With per-user OAuth, each user authorizes with their own Slack account, so tool calls run under that user's Slack identity and inherit only the access they already have. Slack attributes each action to the individual user.

For how shared and per-user credentials work across MCP servers, see [Configure authentication](/product/admin/mcp-servers#configure-authentication).

## Register the Slack MCP server in C1

Register the server in C1 and connect it to the Slack app you created.

<Steps>
  <Step>
    Follow [Register an MCP server](/product/admin/mcp-servers#register-an-mcp-server) and select **Slack** from the catalog.
  </Step>

  <Step>
    When you [configure authentication](/product/admin/mcp-servers#configure-authentication), choose per-user OAuth and enter your app's **client ID** and **client secret**.
  </Step>

  <Step>
    Save your changes. The first time a user calls a Slack tool from their AI client, they're prompted to connect their Slack account.
  </Step>
</Steps>

## Discover and govern tools

After you register the server, C1 runs tool discovery against Slack.

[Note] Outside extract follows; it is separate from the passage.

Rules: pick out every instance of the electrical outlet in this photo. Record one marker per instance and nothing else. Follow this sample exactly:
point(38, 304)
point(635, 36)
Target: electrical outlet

Discovered tools appear on the server's **Tools** tab.

Each tool starts as either **Pending review** or automatically **Approved**, depending on the option chosen when the server was set up or your tenant's default tool settings in **Settings** > **AI Connections**. See [Require tool approval](/product/admin/enable-ai-access-management#require-tool-approval) and [Default tool classification](/product/admin/enable-ai-access-management#default-tool-classification).

Before anyone can call a Slack tool, it must be approved, added to a toolset, and bound to an access profile. Continue to [Govern tools and toolsets](/product/admin/tools-and-toolsets) to set this up.

<Note>
  Tool discovery runs even if your credentials are incorrect, so seeing discovered tools doesn't confirm that authentication is working. You confirm your Slack credentials when an approved user successfully calls a Slack tool from their AI client.
</Note>

## Manage your Slack credentials

* **Rotate the client secret** on the app's **Basic Information** page under **App Credentials**, then update the secret on the server's authentication settings in C1.
* **Adjust access** by editing the app's **User Token Scopes** on the **OAuth & Permissions** page in Slack.